XFormParser: Unified Multimodal KIE

Updated 2 March 2026

XFormParser is a unified multimodal, multilingual framework that jointly performs semantic entity recognition (SER) and relation extraction (RE) using a Transformer-based architecture.
It integrates spatial, visual, and textual features via 2D embeddings and a Bi-LSTM-enhanced biaffine decoder, significantly improving SER and RE F1 scores over previous state-of-the-art methods.
The framework supports both monolingual and cross-lingual applications, demonstrating robust scalability, high reproducibility, and industrial-grade performance.
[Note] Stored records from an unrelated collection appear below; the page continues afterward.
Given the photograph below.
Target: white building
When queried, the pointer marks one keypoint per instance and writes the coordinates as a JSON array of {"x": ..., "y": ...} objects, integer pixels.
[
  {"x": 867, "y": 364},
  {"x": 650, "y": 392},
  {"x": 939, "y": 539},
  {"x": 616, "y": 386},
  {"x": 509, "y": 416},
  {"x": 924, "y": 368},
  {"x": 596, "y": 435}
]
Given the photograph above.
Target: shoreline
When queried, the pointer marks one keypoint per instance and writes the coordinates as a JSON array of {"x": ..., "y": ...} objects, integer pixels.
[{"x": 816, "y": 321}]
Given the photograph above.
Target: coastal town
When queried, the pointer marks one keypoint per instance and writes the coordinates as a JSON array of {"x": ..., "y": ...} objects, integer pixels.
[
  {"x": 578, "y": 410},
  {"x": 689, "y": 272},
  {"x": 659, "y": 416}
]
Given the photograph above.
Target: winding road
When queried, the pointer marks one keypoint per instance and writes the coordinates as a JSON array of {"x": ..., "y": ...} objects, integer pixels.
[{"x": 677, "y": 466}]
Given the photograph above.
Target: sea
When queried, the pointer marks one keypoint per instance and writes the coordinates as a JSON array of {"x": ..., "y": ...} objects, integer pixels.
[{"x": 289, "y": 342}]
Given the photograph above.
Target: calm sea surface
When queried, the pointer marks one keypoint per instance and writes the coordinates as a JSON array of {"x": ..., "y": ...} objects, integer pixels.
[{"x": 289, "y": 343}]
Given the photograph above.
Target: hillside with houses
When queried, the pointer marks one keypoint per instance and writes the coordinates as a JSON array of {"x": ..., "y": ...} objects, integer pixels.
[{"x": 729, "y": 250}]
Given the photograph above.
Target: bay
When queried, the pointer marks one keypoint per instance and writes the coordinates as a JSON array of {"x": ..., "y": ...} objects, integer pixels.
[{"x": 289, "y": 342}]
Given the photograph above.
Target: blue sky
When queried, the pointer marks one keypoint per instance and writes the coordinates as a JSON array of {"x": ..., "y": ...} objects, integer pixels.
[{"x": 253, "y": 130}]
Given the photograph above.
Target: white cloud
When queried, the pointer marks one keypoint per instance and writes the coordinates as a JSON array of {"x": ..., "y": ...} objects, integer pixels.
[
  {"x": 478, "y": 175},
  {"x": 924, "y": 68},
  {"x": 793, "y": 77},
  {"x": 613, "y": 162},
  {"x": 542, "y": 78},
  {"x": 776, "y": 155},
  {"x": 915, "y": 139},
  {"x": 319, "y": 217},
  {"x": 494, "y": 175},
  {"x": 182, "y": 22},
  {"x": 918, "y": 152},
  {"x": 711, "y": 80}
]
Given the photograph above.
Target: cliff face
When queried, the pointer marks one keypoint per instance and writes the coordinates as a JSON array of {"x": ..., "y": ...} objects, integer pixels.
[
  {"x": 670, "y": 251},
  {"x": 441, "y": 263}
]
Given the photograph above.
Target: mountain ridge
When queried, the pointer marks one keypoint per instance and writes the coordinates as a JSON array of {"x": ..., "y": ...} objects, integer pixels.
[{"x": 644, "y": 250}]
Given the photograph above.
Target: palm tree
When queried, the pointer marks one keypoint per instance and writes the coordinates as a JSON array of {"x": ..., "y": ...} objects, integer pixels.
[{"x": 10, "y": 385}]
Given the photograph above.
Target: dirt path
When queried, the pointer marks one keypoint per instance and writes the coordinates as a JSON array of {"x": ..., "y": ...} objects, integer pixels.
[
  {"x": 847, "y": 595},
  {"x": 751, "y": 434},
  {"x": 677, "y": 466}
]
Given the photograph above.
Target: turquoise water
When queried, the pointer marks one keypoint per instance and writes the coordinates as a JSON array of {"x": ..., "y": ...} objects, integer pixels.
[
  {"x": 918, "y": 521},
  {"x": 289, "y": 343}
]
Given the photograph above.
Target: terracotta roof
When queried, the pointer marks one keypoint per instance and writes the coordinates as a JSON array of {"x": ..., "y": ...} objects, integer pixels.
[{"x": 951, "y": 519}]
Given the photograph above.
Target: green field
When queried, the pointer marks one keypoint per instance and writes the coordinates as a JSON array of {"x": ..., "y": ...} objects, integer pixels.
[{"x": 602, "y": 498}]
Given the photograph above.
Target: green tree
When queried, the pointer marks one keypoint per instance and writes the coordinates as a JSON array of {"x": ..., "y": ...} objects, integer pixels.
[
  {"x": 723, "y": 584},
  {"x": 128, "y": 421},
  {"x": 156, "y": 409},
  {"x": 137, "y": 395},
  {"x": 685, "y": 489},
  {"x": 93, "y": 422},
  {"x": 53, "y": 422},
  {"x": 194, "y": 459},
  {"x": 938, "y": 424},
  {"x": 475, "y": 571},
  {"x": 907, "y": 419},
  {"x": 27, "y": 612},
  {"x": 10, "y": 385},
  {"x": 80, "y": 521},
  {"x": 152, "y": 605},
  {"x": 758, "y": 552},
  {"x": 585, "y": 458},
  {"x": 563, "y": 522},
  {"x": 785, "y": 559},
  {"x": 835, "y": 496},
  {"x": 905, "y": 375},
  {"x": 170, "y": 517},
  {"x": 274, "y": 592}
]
XFormParser is a multimodal, multilingual framework for Key Information Extraction (KIE) from semi-structured form documents, implemented as a unified Transformer-based architecture that jointly addresses Semantic Entity Recognition (SER) and Relation Extraction (RE). Its primary contributions include the integration of spatial and visual features within a robust sequence model, a Bi-LSTM enhanced biaffine decoder for entity relations, and a supervised fine-tuning dataset tailored to industrial use cases. The system delivers substantial empirical performance improvements over previous state-of-the-art (SOTA) approaches in both monolingual and cross-lingual scenarios, with demonstrated scalability and reproducibility (Cheng et al., 2024).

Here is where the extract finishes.